I had many blogs on the subject of listening. You can go through some of them if you wish. Let’s put it in a social contest.

I have learnt that when someone tells you his problems, it doesn’t mean he wants you to fix them. He might just want to say out loud what is troubling him for  reasons him and  him alone understand. Sometimes, he doesn’t want you to answer. Just the presence of you and a nod here and there does the job.

Same in music.

I think the instrument that characterizes that attitude the best is the viola. They are stuck between two star instruments: the violin and the cello. Very rarely will you have the viola shinning in its own right while the rest of the orchestra is busy supporting its mood. Viola is the instrument of compromises. It needs to understand the bass and the melody. It has to place itself dynamically as part of the group or doubling what the violin is playing. It is the prime example of listening instruments. Its function is define by listening to others.
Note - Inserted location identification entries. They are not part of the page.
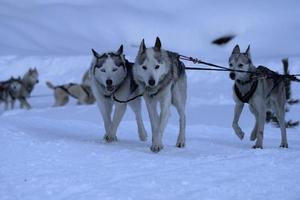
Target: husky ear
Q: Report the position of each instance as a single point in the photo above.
(236, 49)
(248, 52)
(95, 53)
(120, 50)
(142, 47)
(157, 45)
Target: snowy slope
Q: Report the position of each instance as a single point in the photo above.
(58, 153)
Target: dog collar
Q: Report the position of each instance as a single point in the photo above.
(245, 98)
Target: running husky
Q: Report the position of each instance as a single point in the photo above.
(260, 94)
(83, 93)
(9, 90)
(162, 78)
(29, 80)
(111, 77)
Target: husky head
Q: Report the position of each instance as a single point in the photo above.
(151, 65)
(109, 69)
(240, 61)
(31, 76)
(15, 84)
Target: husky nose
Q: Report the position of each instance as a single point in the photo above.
(151, 82)
(232, 75)
(109, 82)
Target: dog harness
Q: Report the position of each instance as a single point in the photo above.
(246, 97)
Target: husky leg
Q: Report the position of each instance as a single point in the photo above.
(237, 113)
(255, 129)
(179, 102)
(120, 109)
(13, 104)
(136, 107)
(261, 108)
(5, 105)
(165, 104)
(25, 103)
(279, 110)
(153, 115)
(105, 107)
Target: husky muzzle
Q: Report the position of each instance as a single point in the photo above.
(232, 75)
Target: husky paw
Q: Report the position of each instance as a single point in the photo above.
(253, 136)
(240, 134)
(143, 137)
(284, 145)
(156, 147)
(110, 138)
(257, 147)
(180, 143)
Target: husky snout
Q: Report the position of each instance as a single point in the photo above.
(151, 82)
(232, 75)
(109, 82)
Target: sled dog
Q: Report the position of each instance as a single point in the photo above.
(9, 91)
(29, 80)
(161, 76)
(83, 93)
(111, 77)
(260, 93)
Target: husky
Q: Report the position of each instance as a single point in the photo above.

And many time, the viola will not react as the soloist will rage and swell. The viola will keep doing its own part with no drama, no changes.

That can be applied to drums. There is an art to playing the drums that way.

You receive the sounds from the singer or the guitar player, but you don’t necessarily react to them. You just keep the groove. No need to do a big crash when the guy is on its knees, no need to bring it up when he’s spitting flames. You just keep going. Same beat, same groove, same dynamics. You don’t answer, you offer support by simply being there with a strong groove.

You don’t comment, you don’t suggest. You just receive. Difficult to do. Specially when you have a big tool kit of technique at your disposal. Something even some of the best drummers have a hard time understanding.

That is why you have some of the biggest names in the drum industry who have failed auditions with very famous bands: they didn’t receive.